Words in a foreign language

Words in a foreign language that are not in wide general use in English should be italicised. Words that are widely used, such as ‘ad hoc’, ‘café’, and ‘vice versa’, should not be italicised.

For example:

  • Liz attended a Careers Advisory Service seminar to help her develop her curriculum vitae.
  • Over 800 alumni and their guests attended the 2014 Alumni Reunion.
  • Academic supervisors can offer guidance on preparing for the viva voce examination.
  • Batrachochytrium dendrobatidis (Bd) is a deadly fungus that has ravaged frog populations around the world.
  • The committee is responsible for determining whether prima facie evidence of research misconduct exists.


Italics should be used when referring to the titles of books, plays, journals, newspapers and periodicals, films, musical compositions and works of art.

Where a title includes ‘The’ or ‘A’, those words should also be capitalised.

For example:

  • In an interview with The Telegraph, Professor Maggie Dallman talked about the need to inspire the next generation of scientists.
  • As part of the 2015 Imperial ArtsFest, the Imperial College Symphony Orchestra performed Rachmaninov’s Isle of the Dead.
  • Research by Imperial academics into biodiversity was recently published in Nature.

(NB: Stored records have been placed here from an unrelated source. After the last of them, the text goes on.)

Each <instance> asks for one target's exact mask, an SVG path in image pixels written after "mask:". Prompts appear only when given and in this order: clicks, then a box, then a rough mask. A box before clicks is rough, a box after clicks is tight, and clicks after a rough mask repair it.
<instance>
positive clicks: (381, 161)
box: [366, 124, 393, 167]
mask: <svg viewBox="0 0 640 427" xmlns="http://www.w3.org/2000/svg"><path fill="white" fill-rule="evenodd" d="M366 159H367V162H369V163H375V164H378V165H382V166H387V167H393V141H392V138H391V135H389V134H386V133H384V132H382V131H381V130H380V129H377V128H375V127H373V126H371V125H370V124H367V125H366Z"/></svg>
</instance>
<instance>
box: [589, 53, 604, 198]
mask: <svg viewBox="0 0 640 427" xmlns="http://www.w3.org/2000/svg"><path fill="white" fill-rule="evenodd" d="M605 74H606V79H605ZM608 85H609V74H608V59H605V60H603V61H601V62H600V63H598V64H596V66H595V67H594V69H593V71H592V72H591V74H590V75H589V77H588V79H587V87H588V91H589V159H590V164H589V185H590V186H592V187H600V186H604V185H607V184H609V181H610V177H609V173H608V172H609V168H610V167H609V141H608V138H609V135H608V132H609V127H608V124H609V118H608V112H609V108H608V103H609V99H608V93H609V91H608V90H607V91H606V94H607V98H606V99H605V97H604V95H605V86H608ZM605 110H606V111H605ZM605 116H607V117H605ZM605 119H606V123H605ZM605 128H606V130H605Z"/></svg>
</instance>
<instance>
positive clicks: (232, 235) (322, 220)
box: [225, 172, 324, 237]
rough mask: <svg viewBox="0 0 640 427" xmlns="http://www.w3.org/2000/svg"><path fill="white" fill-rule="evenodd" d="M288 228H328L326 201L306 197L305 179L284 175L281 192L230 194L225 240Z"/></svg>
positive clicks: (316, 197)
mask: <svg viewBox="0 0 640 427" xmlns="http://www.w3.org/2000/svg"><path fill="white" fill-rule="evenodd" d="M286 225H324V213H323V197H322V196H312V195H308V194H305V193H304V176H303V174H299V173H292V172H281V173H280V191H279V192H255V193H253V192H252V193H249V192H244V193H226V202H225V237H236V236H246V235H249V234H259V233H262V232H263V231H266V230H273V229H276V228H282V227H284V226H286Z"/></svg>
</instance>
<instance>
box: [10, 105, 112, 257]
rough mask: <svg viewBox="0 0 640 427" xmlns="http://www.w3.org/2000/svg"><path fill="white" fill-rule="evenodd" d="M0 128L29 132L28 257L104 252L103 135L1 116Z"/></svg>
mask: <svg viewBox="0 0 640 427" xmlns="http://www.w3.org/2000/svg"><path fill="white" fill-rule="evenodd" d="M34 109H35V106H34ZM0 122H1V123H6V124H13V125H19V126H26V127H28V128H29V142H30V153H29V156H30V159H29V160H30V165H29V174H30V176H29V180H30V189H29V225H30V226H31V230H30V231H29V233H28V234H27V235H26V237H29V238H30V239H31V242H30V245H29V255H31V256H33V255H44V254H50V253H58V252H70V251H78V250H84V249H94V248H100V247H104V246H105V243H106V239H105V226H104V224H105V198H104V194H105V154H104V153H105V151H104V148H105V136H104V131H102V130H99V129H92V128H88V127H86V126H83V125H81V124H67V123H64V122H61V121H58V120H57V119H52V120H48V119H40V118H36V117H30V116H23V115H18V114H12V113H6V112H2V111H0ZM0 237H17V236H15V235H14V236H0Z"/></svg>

Roman type and single quotation marks should be used for articles in a journal or periodical, chapter titles and the titles of stories or short poems.

For example:

  • The article, entitled ‘Herbivores and nutrients control grassland plant diversity via light limitation’, examines how rabbits, deer and kangaroos can offset nitrogen pollution and reduce biodiversity loss in grassland areas.

Roman and title case should be used for titles of conferences and lectures.

For example:

  • The Our Common Future under Climate Change conference took place in April 2015 in Paris.
  • The Grantham Annual Lecture took place in June.